Concepedia

TLDR

The study proposes a purely distributed bilateration localization scheme for 3D underwater sensor networks, called underwater sensor positioning (USP). The authors transform the 3D USN localization problem into a 2D problem using sensor depth and a simple projection, then design a purely distributed bilateration scheme (USP) based on this projection. They prove that a nondegenerative projection preserves localizability and that all geometric k‑lateration methods are equivalent, and simulations show that USP improves localization over existing 3D methods while offering low storage, low computation, balanced communication, and robustness to underwater errors.

Abstract

We transform the 3D underwater sensor network (USN) localization problem into its 2D counterpart by employing sensor depth information and a simple projection technique. We first prove that a nondegenerative projection preserves network localizability. We then prove that given a network and a constant k, all of the geometric k-lateration localization methods are equivalent.
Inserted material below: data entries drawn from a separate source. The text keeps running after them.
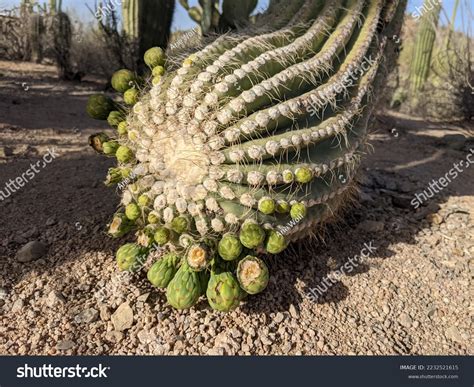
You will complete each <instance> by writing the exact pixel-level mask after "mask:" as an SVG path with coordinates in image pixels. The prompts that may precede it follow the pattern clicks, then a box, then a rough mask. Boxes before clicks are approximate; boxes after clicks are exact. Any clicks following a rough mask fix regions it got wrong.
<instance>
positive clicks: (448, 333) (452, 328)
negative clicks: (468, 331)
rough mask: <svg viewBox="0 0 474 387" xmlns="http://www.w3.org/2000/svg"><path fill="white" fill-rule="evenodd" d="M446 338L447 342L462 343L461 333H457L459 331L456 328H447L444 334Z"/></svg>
mask: <svg viewBox="0 0 474 387" xmlns="http://www.w3.org/2000/svg"><path fill="white" fill-rule="evenodd" d="M445 336H446V338H448V339H449V340H452V341H455V342H457V343H462V342H463V339H462V336H461V333H460V332H459V329H458V328H457V327H456V326H454V325H453V326H452V327H449V328H448V329H447V330H446V332H445Z"/></svg>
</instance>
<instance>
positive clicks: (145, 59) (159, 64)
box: [143, 47, 166, 76]
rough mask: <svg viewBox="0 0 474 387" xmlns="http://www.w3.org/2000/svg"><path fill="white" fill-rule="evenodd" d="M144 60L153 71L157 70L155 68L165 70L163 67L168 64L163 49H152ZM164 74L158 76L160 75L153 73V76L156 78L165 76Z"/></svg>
mask: <svg viewBox="0 0 474 387" xmlns="http://www.w3.org/2000/svg"><path fill="white" fill-rule="evenodd" d="M143 59H144V60H145V64H146V65H147V66H148V67H149V68H150V69H152V70H155V68H160V67H161V69H164V68H163V66H164V64H165V62H166V54H165V52H164V51H163V49H162V48H161V47H152V48H150V49H148V50H147V51H146V52H145V55H144V56H143ZM157 71H159V70H157ZM160 71H161V70H160ZM163 74H164V72H163ZM163 74H158V73H157V74H155V73H154V72H153V75H155V76H156V75H163Z"/></svg>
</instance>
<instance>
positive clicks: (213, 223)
mask: <svg viewBox="0 0 474 387" xmlns="http://www.w3.org/2000/svg"><path fill="white" fill-rule="evenodd" d="M272 4H275V3H272ZM286 5H287V9H286V12H283V13H282V12H281V10H278V9H276V10H275V11H276V12H275V13H274V14H273V15H270V14H267V15H264V16H263V17H262V20H265V21H266V23H267V24H266V26H265V27H266V30H265V33H263V32H260V30H258V28H257V31H256V32H255V31H254V33H253V35H251V36H244V35H240V34H236V35H225V36H222V37H219V38H218V39H216V40H215V41H214V42H213V43H211V44H209V45H208V46H206V47H204V48H203V49H202V50H199V51H196V52H194V53H193V54H192V55H190V56H189V57H188V58H187V59H185V60H184V62H183V63H182V64H181V65H180V66H178V67H177V68H173V67H172V66H171V65H170V63H171V62H172V61H171V60H168V61H166V62H165V57H164V53H163V52H162V51H161V50H160V49H157V48H152V49H151V50H149V51H148V52H147V53H146V55H145V62H146V63H147V64H148V65H149V66H150V68H151V69H152V74H151V75H150V78H149V80H150V82H146V81H144V80H137V79H136V78H135V77H134V74H132V73H130V72H128V71H127V70H121V71H120V72H118V73H116V75H115V76H114V78H115V79H114V81H113V84H114V85H115V87H116V89H117V90H119V91H120V92H124V89H126V88H128V90H130V89H133V88H136V89H137V90H139V93H138V95H137V102H136V103H135V104H134V105H133V107H132V108H127V107H126V105H125V103H123V102H120V101H119V100H117V101H112V100H110V99H108V98H107V97H104V96H93V97H92V98H91V100H90V102H89V105H88V111H89V114H91V116H93V117H95V118H101V119H104V118H105V117H106V116H107V115H108V118H109V122H111V121H112V122H111V124H113V125H112V126H114V127H117V128H118V133H117V138H116V139H114V140H111V139H109V138H108V137H107V136H104V135H101V134H98V135H95V136H93V137H92V138H91V144H92V145H93V146H94V149H96V150H98V151H99V152H101V153H104V150H105V149H108V152H109V153H108V156H110V155H111V153H112V154H113V152H115V156H116V157H117V160H118V167H117V168H113V169H112V170H111V171H109V176H108V178H107V182H109V183H110V182H111V181H113V182H119V181H120V180H121V179H122V182H121V183H119V185H120V187H122V188H125V189H124V190H123V193H122V201H121V204H122V209H121V210H120V211H119V212H118V213H117V214H116V215H115V217H114V219H113V221H112V223H111V225H110V230H109V231H110V234H111V235H112V236H122V235H124V234H125V233H127V232H129V231H131V230H135V232H136V236H137V242H136V245H137V246H142V247H143V248H145V249H149V250H154V248H155V247H157V246H159V247H160V248H161V249H163V250H165V251H168V253H167V254H165V255H164V257H162V258H160V259H159V260H158V263H155V264H154V265H153V266H152V267H151V269H150V272H149V275H148V278H149V279H150V281H151V282H152V284H154V285H155V286H159V287H166V288H167V298H168V301H169V303H170V304H171V305H172V306H173V307H176V308H179V309H182V308H188V307H191V306H192V305H194V304H195V303H196V302H197V301H198V299H199V297H200V296H201V295H204V294H205V295H206V297H207V299H208V301H209V304H210V305H211V307H212V308H214V309H216V310H219V311H230V310H232V309H234V308H236V307H237V306H238V305H239V303H240V301H241V300H242V299H243V298H244V297H245V296H246V295H247V294H256V293H259V292H261V291H263V290H264V289H265V287H266V286H267V284H268V282H269V270H268V267H267V265H266V263H265V259H266V258H267V257H268V254H278V253H280V252H282V251H283V250H285V248H286V247H287V246H288V244H289V243H290V242H292V241H295V240H297V239H300V238H303V237H307V236H309V235H311V233H313V232H314V230H315V228H316V227H317V225H318V224H320V223H322V222H324V221H325V220H327V219H328V218H331V217H332V216H334V214H335V212H336V211H337V210H338V209H339V208H341V207H342V206H344V205H345V204H347V203H348V198H349V196H350V194H351V190H352V189H353V187H354V176H355V173H356V170H357V167H358V165H359V160H360V156H361V154H362V152H363V148H362V147H363V145H364V143H365V141H366V133H367V123H368V118H369V115H370V114H371V111H372V106H373V94H374V92H375V91H376V89H377V84H378V83H379V82H380V80H381V78H382V77H383V75H384V72H385V71H384V68H385V66H386V65H387V63H384V58H385V57H386V54H387V49H388V47H389V45H390V44H391V43H387V42H388V39H387V36H393V34H397V33H399V26H400V19H401V18H402V17H403V12H404V8H405V5H406V2H404V1H385V0H373V1H364V0H332V1H326V2H323V1H319V0H292V1H291V2H289V3H288V4H286ZM278 15H280V16H278ZM268 23H271V26H273V27H274V29H273V30H269V28H268ZM275 26H276V27H275ZM157 69H158V70H157ZM150 83H151V85H150ZM126 92H127V91H126ZM111 117H112V118H113V119H112V120H111V119H110V118H111ZM120 119H122V120H123V121H120ZM118 121H120V122H118ZM110 141H113V142H115V143H116V145H117V146H118V147H115V146H114V147H111V146H110V144H107V146H104V145H105V143H108V142H110ZM110 152H111V153H110ZM126 246H127V245H126ZM140 249H141V247H140V248H138V247H137V248H136V249H131V248H130V247H127V248H126V249H125V250H121V251H120V254H119V257H118V258H119V262H120V264H121V266H124V263H127V262H131V261H134V260H135V258H134V257H135V255H136V254H137V251H139V250H140ZM127 251H130V254H131V255H132V256H131V258H130V259H125V258H124V256H123V255H124V254H125V253H126V252H127ZM140 251H141V250H140ZM170 254H171V255H170ZM160 262H162V263H160Z"/></svg>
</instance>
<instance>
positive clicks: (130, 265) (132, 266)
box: [116, 243, 146, 272]
mask: <svg viewBox="0 0 474 387" xmlns="http://www.w3.org/2000/svg"><path fill="white" fill-rule="evenodd" d="M145 256H146V249H144V248H143V246H139V245H137V244H136V243H127V244H125V245H123V246H122V247H120V248H119V249H118V250H117V255H116V258H117V264H118V267H119V269H120V271H131V272H136V271H138V270H139V269H140V268H141V266H142V264H143V261H144V257H145Z"/></svg>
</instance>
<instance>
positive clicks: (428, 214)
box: [426, 214, 444, 225]
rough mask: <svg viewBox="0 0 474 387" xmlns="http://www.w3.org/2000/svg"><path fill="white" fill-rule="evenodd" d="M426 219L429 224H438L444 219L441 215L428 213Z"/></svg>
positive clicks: (443, 219)
mask: <svg viewBox="0 0 474 387" xmlns="http://www.w3.org/2000/svg"><path fill="white" fill-rule="evenodd" d="M426 220H427V221H428V222H429V223H431V224H436V225H440V224H441V223H443V221H444V219H443V217H442V216H441V215H439V214H428V215H427V216H426Z"/></svg>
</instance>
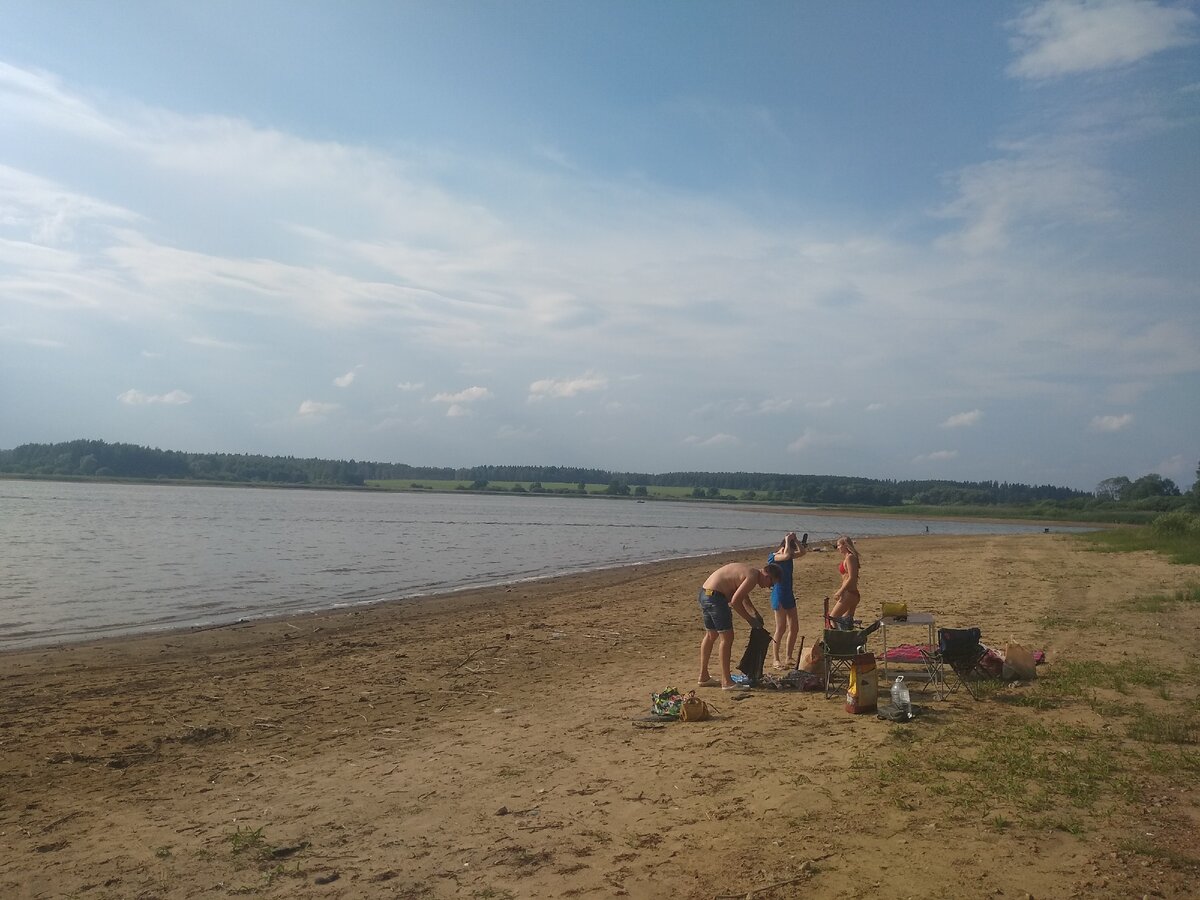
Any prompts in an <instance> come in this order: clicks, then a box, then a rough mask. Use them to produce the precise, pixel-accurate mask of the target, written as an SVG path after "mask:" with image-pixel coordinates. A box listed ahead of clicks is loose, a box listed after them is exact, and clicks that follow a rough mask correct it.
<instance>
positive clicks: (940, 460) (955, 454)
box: [913, 450, 959, 462]
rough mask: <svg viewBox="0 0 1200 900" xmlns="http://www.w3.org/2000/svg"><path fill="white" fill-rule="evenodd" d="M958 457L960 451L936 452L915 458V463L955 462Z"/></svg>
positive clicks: (915, 457) (913, 459) (943, 450)
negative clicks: (930, 462) (956, 458)
mask: <svg viewBox="0 0 1200 900" xmlns="http://www.w3.org/2000/svg"><path fill="white" fill-rule="evenodd" d="M958 455H959V451H958V450H935V451H934V452H931V454H922V455H920V456H917V457H913V462H943V461H946V460H955V458H958Z"/></svg>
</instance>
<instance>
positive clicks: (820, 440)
mask: <svg viewBox="0 0 1200 900" xmlns="http://www.w3.org/2000/svg"><path fill="white" fill-rule="evenodd" d="M848 442H850V436H847V434H827V433H823V432H818V431H814V430H812V428H805V430H804V433H803V434H800V437H798V438H797V439H796V440H793V442H792V443H791V444H788V445H787V452H790V454H798V452H800V451H803V450H810V449H812V448H817V446H841V445H845V444H846V443H848Z"/></svg>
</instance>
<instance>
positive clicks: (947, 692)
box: [920, 628, 991, 700]
mask: <svg viewBox="0 0 1200 900" xmlns="http://www.w3.org/2000/svg"><path fill="white" fill-rule="evenodd" d="M980 636H982V632H980V631H979V629H977V628H940V629H937V647H936V648H929V649H925V648H920V658H922V660H923V661H924V662H925V668H926V670H928V671H929V683H930V684H934V685H941V690H940V691H938V698H941V694H942V691H944V692H946V694H954V691H956V690H958V689H959V688H960V686H965V688H966V689H967V694H970V695H971V697H972V698H974V700H979V695H978V694H976V690H974V686H973V685H972V682H973V680H976V679H978V678H991V673H990V672H988V670H985V668H984V667H983V666H982V665H980V662H982V661H983V658H984V656H985V655H986V653H988V649H986V648H985V647H984V646H983V644H982V643H979V638H980Z"/></svg>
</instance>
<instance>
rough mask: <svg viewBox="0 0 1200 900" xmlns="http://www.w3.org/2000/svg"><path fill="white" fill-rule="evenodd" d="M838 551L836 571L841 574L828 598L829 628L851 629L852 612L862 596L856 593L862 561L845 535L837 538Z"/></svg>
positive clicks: (852, 542) (860, 600)
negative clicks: (838, 587) (837, 580)
mask: <svg viewBox="0 0 1200 900" xmlns="http://www.w3.org/2000/svg"><path fill="white" fill-rule="evenodd" d="M836 546H838V551H839V552H840V553H841V563H840V564H839V565H838V571H839V572H841V584H840V586H839V588H838V589H836V590H835V592H833V595H832V596H830V598H829V599H830V600H832V601H833V606H830V607H829V619H830V620H832V622H830V625H829V626H830V628H846V629H853V626H854V624H853V622H854V610H857V608H858V604H859V602H860V601H862V599H863V596H862V594H859V593H858V569H859V565H860V564H862V559H860V558H859V556H858V547H856V546H854V541H852V540H851V539H850V538H848V536H846V535H845V534H844V535H841V536H840V538H838V545H836Z"/></svg>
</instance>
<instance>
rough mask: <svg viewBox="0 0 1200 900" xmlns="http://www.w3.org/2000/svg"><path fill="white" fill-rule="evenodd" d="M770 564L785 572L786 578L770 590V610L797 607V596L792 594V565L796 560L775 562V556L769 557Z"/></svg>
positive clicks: (768, 560)
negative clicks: (771, 609)
mask: <svg viewBox="0 0 1200 900" xmlns="http://www.w3.org/2000/svg"><path fill="white" fill-rule="evenodd" d="M767 562H768V563H775V565H778V566H779V568H780V569H782V570H784V577H782V578H780V580H779V581H776V582H775V583H774V584H773V586H772V588H770V608H773V610H778V608H780V607H781V606H782V607H784V608H791V607H793V606H796V594H793V593H792V563H794V562H796V560H794V559H780V560H778V562H776V560H775V554H774V553H772V554H770V556H769V557H767Z"/></svg>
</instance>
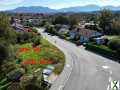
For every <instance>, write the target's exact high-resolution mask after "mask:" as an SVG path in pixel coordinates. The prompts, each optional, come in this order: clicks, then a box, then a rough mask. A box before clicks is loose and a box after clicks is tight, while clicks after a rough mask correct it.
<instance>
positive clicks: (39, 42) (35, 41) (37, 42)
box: [33, 36, 40, 47]
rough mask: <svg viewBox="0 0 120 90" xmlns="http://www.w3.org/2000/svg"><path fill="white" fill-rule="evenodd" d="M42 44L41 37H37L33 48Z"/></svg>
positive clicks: (34, 43) (33, 44)
mask: <svg viewBox="0 0 120 90" xmlns="http://www.w3.org/2000/svg"><path fill="white" fill-rule="evenodd" d="M39 44H40V37H39V36H36V37H35V38H34V40H33V47H34V46H37V45H39Z"/></svg>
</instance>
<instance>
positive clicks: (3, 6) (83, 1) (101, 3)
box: [0, 0, 120, 10]
mask: <svg viewBox="0 0 120 90" xmlns="http://www.w3.org/2000/svg"><path fill="white" fill-rule="evenodd" d="M88 4H96V5H99V6H105V5H113V6H120V0H0V10H7V9H13V8H16V7H21V6H45V7H49V8H52V9H60V8H66V7H71V6H84V5H88Z"/></svg>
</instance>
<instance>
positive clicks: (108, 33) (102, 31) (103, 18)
mask: <svg viewBox="0 0 120 90" xmlns="http://www.w3.org/2000/svg"><path fill="white" fill-rule="evenodd" d="M112 16H113V15H112V13H111V11H110V10H106V9H104V10H102V11H100V15H99V17H98V20H99V26H100V28H101V29H102V32H103V33H105V34H111V31H110V30H111V23H112Z"/></svg>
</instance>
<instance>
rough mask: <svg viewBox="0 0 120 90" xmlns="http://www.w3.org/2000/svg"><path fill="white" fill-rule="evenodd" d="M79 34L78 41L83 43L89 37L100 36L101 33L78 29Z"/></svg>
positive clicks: (96, 31)
mask: <svg viewBox="0 0 120 90" xmlns="http://www.w3.org/2000/svg"><path fill="white" fill-rule="evenodd" d="M79 35H80V43H84V42H88V41H89V40H90V38H94V37H100V36H102V33H100V32H97V31H94V30H89V29H80V30H79Z"/></svg>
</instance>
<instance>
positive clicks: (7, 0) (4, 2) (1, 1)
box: [0, 0, 24, 6]
mask: <svg viewBox="0 0 120 90" xmlns="http://www.w3.org/2000/svg"><path fill="white" fill-rule="evenodd" d="M23 1H24V0H0V6H8V5H15V4H19V3H22V2H23Z"/></svg>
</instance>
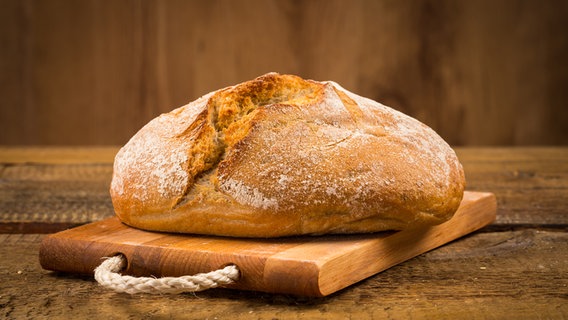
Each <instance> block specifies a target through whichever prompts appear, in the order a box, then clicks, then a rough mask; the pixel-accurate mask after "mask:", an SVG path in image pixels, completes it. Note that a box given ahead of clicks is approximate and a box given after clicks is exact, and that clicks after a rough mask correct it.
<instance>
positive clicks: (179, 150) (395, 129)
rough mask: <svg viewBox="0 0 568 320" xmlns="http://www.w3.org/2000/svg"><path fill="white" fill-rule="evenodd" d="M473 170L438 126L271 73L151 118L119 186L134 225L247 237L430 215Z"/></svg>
mask: <svg viewBox="0 0 568 320" xmlns="http://www.w3.org/2000/svg"><path fill="white" fill-rule="evenodd" d="M464 186H465V179H464V174H463V169H462V167H461V164H460V163H459V161H458V159H457V157H456V155H455V153H454V152H453V150H452V149H451V148H450V147H449V146H448V145H447V143H446V142H444V140H443V139H442V138H441V137H439V136H438V135H437V134H436V133H435V132H434V131H433V130H432V129H430V128H429V127H427V126H426V125H424V124H422V123H420V122H419V121H417V120H415V119H413V118H411V117H409V116H406V115H404V114H402V113H400V112H398V111H396V110H393V109H391V108H389V107H386V106H383V105H381V104H379V103H377V102H375V101H372V100H370V99H366V98H363V97H360V96H358V95H356V94H353V93H351V92H349V91H347V90H345V89H343V88H342V87H341V86H340V85H338V84H336V83H334V82H331V81H327V82H318V81H312V80H304V79H301V78H299V77H297V76H292V75H280V74H276V73H269V74H266V75H264V76H261V77H259V78H256V79H254V80H251V81H248V82H244V83H241V84H238V85H235V86H232V87H228V88H225V89H221V90H218V91H215V92H212V93H209V94H207V95H205V96H203V97H201V98H200V99H198V100H196V101H194V102H191V103H189V104H188V105H185V106H183V107H181V108H178V109H175V110H173V111H172V112H170V113H167V114H163V115H161V116H159V117H157V118H156V119H154V120H152V121H151V122H149V123H148V124H147V125H146V126H144V127H143V128H142V129H141V130H140V131H139V132H138V133H136V135H135V136H134V137H132V139H131V140H130V141H129V142H128V143H127V144H126V145H125V146H124V147H123V148H122V149H121V150H120V151H119V153H118V154H117V156H116V159H115V164H114V174H113V180H112V183H111V196H112V200H113V205H114V207H115V211H116V214H117V216H118V217H119V218H120V219H121V220H122V221H123V222H124V223H126V224H129V225H131V226H134V227H137V228H141V229H147V230H155V231H168V232H181V233H198V234H210V235H224V236H240V237H277V236H290V235H300V234H324V233H359V232H376V231H383V230H395V229H404V228H407V227H410V226H413V225H433V224H438V223H441V222H444V221H446V220H448V219H449V218H450V217H451V216H452V215H453V213H454V212H455V210H457V208H458V206H459V203H460V201H461V198H462V196H463V190H464Z"/></svg>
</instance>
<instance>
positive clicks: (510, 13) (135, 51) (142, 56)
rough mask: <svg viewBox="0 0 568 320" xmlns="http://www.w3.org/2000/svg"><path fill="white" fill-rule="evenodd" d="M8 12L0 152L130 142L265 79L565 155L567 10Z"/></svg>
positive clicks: (0, 54) (1, 61) (157, 9)
mask: <svg viewBox="0 0 568 320" xmlns="http://www.w3.org/2000/svg"><path fill="white" fill-rule="evenodd" d="M0 6H1V8H2V10H0V44H1V46H2V50H0V96H1V97H2V100H1V101H0V144H11V145H16V144H24V145H40V144H49V145H62V144H64V145H100V144H105V145H106V144H115V145H122V144H124V143H125V142H126V141H127V140H128V139H129V138H130V137H131V136H132V135H133V134H134V133H135V132H136V131H137V130H138V129H139V128H140V127H141V126H142V125H144V124H145V123H147V122H148V121H149V120H150V119H152V118H154V117H156V116H157V115H158V114H160V113H162V112H167V111H169V110H172V109H173V108H175V107H178V106H181V105H183V104H185V103H187V102H189V101H192V100H194V99H196V98H197V97H199V96H201V95H203V94H205V93H207V92H210V91H212V90H216V89H219V88H222V87H225V86H227V85H232V84H236V83H239V82H242V81H245V80H249V79H252V78H254V77H256V76H259V75H261V74H264V73H266V72H269V71H277V72H282V73H293V74H298V75H300V76H303V77H306V78H312V79H316V80H334V81H336V82H338V83H340V84H342V85H343V86H345V87H346V88H347V89H349V90H351V91H353V92H356V93H359V94H361V95H363V96H367V97H369V98H372V99H375V100H377V101H380V102H383V103H385V104H387V105H390V106H392V107H394V108H396V109H398V110H400V111H403V112H405V113H408V114H409V115H411V116H413V117H416V118H418V119H419V120H421V121H423V122H425V123H426V124H428V125H429V126H431V127H433V128H434V129H435V130H436V131H438V132H439V133H440V134H441V135H442V137H443V138H445V139H446V140H447V141H448V142H450V144H452V145H534V144H546V145H552V144H556V145H558V144H560V145H562V144H567V143H568V131H566V130H565V129H564V127H565V124H566V123H567V122H568V109H567V108H565V106H566V104H567V102H568V91H566V90H565V87H566V85H567V84H568V65H567V64H566V63H564V61H565V60H566V58H567V57H568V37H566V36H565V32H564V30H566V29H567V27H568V19H567V17H568V2H566V1H562V0H549V1H546V2H544V3H542V2H541V1H535V0H531V1H522V0H511V1H505V0H499V1H489V0H483V1H459V2H456V1H451V0H443V1H419V0H412V1H390V0H382V1H369V0H355V1H340V0H333V1H327V0H318V1H293V0H285V1H262V0H238V1H229V0H217V1H205V0H201V1H173V0H172V1H139V0H125V1H97V0H87V1H79V2H78V1H72V0H54V1H40V0H0ZM480 128H482V130H480Z"/></svg>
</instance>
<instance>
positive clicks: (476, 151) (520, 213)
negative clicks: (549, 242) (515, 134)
mask: <svg viewBox="0 0 568 320" xmlns="http://www.w3.org/2000/svg"><path fill="white" fill-rule="evenodd" d="M456 152H457V154H458V156H459V158H460V160H461V162H462V163H463V166H464V170H465V172H466V180H467V189H468V190H472V191H473V190H477V191H480V190H483V191H490V192H493V193H495V195H496V196H497V205H498V208H499V211H498V214H497V221H496V222H495V223H494V225H501V226H504V225H509V224H511V225H523V224H526V225H549V226H554V225H557V226H563V225H567V224H568V202H566V199H568V148H544V147H541V148H538V147H534V148H456Z"/></svg>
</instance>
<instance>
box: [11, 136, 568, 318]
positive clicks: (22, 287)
mask: <svg viewBox="0 0 568 320" xmlns="http://www.w3.org/2000/svg"><path fill="white" fill-rule="evenodd" d="M117 150H118V149H117V148H112V147H101V148H17V147H16V148H12V147H2V148H0V232H1V233H0V244H1V250H0V261H1V262H0V276H1V281H0V318H8V319H10V318H34V319H37V318H50V319H51V318H65V319H68V318H71V317H78V318H86V317H92V316H96V318H101V319H113V318H116V319H122V318H128V317H131V318H156V317H157V318H197V319H245V318H246V319H249V318H260V319H288V318H307V319H346V318H352V319H363V318H393V319H401V318H413V319H434V318H435V319H440V318H443V319H464V318H468V319H486V318H487V319H502V318H507V319H537V318H543V319H550V318H553V319H554V318H566V317H567V316H568V205H567V200H568V148H565V147H564V148H458V149H457V153H458V155H459V157H460V159H461V160H462V163H463V165H464V167H465V171H466V176H467V181H468V187H467V189H468V190H477V191H490V192H494V193H495V194H496V196H497V199H498V208H499V209H498V216H497V220H496V221H495V223H493V224H492V225H490V226H489V227H486V228H484V229H482V230H481V231H478V232H476V233H474V234H471V235H469V236H467V237H465V238H462V239H459V240H457V241H454V242H452V243H450V244H447V245H445V246H443V247H441V248H439V249H436V250H434V251H431V252H429V253H426V254H423V255H421V256H418V257H417V258H414V259H412V260H409V261H407V262H405V263H403V264H400V265H397V266H395V267H393V268H391V269H389V270H387V271H385V272H382V273H380V274H378V275H375V276H373V277H371V278H369V279H367V280H364V281H362V282H360V283H357V284H355V285H353V286H351V287H349V288H347V289H344V290H342V291H340V292H337V293H335V294H333V295H331V296H329V297H326V298H304V297H294V296H286V295H274V294H266V293H257V292H244V291H236V290H228V289H215V290H210V291H206V292H201V293H197V294H183V295H175V296H152V295H136V296H130V295H127V294H116V293H113V292H109V291H107V290H105V289H103V288H101V287H100V286H98V285H97V283H96V282H95V281H94V280H93V279H92V278H90V277H85V276H78V275H69V274H58V273H54V272H49V271H45V270H42V269H41V267H40V266H39V263H38V248H39V244H40V241H41V239H42V238H43V237H44V236H45V234H46V233H51V232H55V231H58V230H63V229H65V228H69V227H72V226H76V225H80V224H84V223H87V222H90V221H94V220H99V219H102V218H106V217H109V216H112V215H113V209H112V205H111V202H110V198H109V195H108V186H109V183H110V178H111V173H112V161H113V157H114V154H115V153H116V151H117Z"/></svg>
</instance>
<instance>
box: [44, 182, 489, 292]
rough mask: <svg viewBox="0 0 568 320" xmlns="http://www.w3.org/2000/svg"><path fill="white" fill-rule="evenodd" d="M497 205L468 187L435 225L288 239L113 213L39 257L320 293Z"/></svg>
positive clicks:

Based on these results, we design a purely distributed bilateration localization scheme for 3D USNs termed as underwater sensor positioning (USP). Through extensive simulations, we show that USP has the following nice features: (1) improved localization capabilities over existing 3D methods, (2) low storage and computation requirements, (3) predictable and balanced communication overhead, and (4) robustness to errors from the underwater environment.